The History of Drug Importation

In 2003, the Medicare Modernization Act gave the Secretary of Health and Human Services limited power to allow the importation of some drugs from Canada, but only if the Secretary could certify the imports would both 1) pose no additional risk to public health and safety, and 2) generate cost-savings  for American consumers. To date, not a single Secretary, from democratic and republican administrations, has been able to make this certification. In fact, despite claims to the contrary, the 2020 certification and implementing rule failed to meet either prong required for this importation program.

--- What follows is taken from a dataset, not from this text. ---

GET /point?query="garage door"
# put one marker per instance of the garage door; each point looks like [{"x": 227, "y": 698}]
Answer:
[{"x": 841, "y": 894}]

Instead, the final rule punted the demonstration of safety and cost savings to state governments, even though the statute requires the Secretary to make the certification.

Over the years, a handful of states have piloted drug importation programs as a way to provide access to drugs from outside the United States, but there has yet to be a successful program. For example, six states tried a contracted importation program with a Canadian operator of online pharmacies that cost $1 million to implement. Four years later, the program was deemed a failure and terminated.


Why Drug Importation is Bad for Patients

Importation schemes have been proposed at various times as an approach to reducing drug costs. However, these schemes fail to acknowledge that the resources required to ensure the safety and efficacy of any drugs being imported from or passing through other countries into the United States would outweigh any potential savings. They also ignore that generics comprise more than 91 percent of the U.S. market today and are widely available lower-cost alternatives for patients. Not to mention, the exponentially higher risk of counterfeit, adulterated and substandard products entering the United States and harming patients would be playing Russian roulette with patients’ lives.